HPiP (host-pathogen interaction prediction) is an R package for automated prediction of host-pathogen protein-protein interactions (HP-PPIs) using structural and physicochemical descriptors computed from amino acid-composition of host and pathogen proteins. Briefly, HPiP extracts gold-standard of experimentally verified HP-PPIs (i.e., positive interactions) from public repository, construct negative interactions via negative sampling, retrieve and convert protein sequences to numerical representation via various descriptors, applies multivariate feature selection based on correlation and recursive feature elimination (RFE)-embedded, and finally applies ensemble averaging to predict interactions. Taken together, we hope that the HPiP package not only contributes a useful predictor to accelerate the exploration of host-pathogen PPIs, but also provides some meaningful insights into host-pathogen relationships.
You can install the HPiP
from bioconductor using:
if(!requireNamespace("BiocManager", quietly = TRUE)) {
install.packages("BiocManager")
}
BiocManager::install("HPiP")
To view documentation for the version of this package installed in your system, start R and enter:
browseVignettes("HPiP")
To install the development version in R
, run:
if(!requireNamespace("devtools", quietly = TRUE)) {
install.packages("devtools")
}
devtools::install_github("mrbakhsh/HPiP")

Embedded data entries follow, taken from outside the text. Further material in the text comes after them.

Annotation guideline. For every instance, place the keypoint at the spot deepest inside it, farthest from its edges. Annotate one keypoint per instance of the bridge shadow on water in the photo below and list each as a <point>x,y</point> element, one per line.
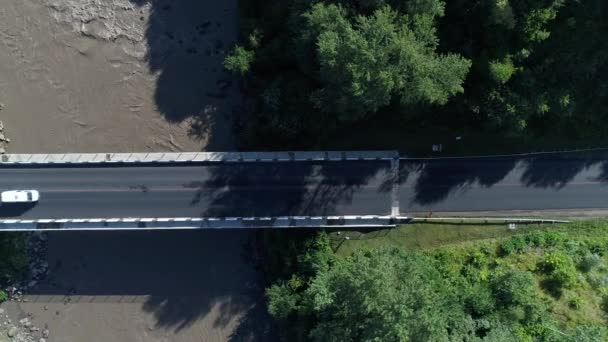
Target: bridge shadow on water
<point>203,279</point>
<point>12,210</point>
<point>301,188</point>
<point>186,44</point>
<point>434,181</point>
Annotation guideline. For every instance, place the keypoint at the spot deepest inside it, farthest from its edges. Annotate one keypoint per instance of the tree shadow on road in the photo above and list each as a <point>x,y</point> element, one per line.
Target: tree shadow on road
<point>433,181</point>
<point>186,44</point>
<point>181,278</point>
<point>292,189</point>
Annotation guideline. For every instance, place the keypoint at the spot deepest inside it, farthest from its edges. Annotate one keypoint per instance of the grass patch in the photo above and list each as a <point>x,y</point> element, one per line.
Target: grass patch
<point>13,259</point>
<point>473,252</point>
<point>417,141</point>
<point>414,236</point>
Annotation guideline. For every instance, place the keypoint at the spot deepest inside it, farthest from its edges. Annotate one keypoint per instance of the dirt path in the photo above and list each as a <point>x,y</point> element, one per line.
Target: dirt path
<point>147,286</point>
<point>119,75</point>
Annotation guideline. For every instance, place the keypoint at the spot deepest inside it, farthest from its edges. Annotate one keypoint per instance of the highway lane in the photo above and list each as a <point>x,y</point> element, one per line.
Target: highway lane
<point>467,185</point>
<point>238,189</point>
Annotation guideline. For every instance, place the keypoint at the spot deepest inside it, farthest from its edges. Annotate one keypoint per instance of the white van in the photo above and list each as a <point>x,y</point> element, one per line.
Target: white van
<point>19,196</point>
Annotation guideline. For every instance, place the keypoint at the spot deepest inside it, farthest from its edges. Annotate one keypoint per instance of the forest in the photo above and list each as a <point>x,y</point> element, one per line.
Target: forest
<point>315,72</point>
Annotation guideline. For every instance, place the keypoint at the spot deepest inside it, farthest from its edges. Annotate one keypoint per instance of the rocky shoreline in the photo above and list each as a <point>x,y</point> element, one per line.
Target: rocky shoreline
<point>23,329</point>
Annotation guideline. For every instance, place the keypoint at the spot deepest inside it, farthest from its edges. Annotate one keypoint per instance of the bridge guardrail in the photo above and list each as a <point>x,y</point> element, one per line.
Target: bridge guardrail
<point>196,223</point>
<point>178,157</point>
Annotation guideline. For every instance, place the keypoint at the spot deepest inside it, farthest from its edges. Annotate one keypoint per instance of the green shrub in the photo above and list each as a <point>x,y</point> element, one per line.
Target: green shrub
<point>535,239</point>
<point>588,262</point>
<point>478,300</point>
<point>513,287</point>
<point>239,60</point>
<point>560,269</point>
<point>576,303</point>
<point>515,244</point>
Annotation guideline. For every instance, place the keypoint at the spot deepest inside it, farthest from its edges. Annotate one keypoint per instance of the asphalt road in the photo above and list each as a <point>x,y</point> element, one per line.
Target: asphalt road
<point>500,184</point>
<point>317,188</point>
<point>247,189</point>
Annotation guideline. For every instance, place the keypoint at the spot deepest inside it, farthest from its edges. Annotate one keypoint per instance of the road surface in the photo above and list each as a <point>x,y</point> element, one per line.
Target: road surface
<point>312,188</point>
<point>234,189</point>
<point>501,184</point>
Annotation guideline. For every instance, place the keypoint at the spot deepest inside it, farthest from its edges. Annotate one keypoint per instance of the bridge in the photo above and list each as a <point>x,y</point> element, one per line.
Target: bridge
<point>289,189</point>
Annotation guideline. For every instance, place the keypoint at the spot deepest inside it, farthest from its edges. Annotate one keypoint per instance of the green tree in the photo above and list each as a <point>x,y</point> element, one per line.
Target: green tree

The utility and performance of the proposed package were demonstrated using three different case studies, and data analysis codes are available from https://github.com/BabuLab-UofR/HPiP_pub, where guidelines and sample datasets are also offered for testing purposes.
Check the github page for source code
This project is licensed under the MIT License - see the LICENSE.md file for more details.
If using these scripts in your data analyses pipelines, please cite our paper:
Rahmatbakhsh,M. et al. (2022) HPiP: an R/Bioconductor package for predicting host–pathogen protein–protein interactions from protein sequences using ensemble machine learning approach. Bioinforma. Adv., 2, vbac038.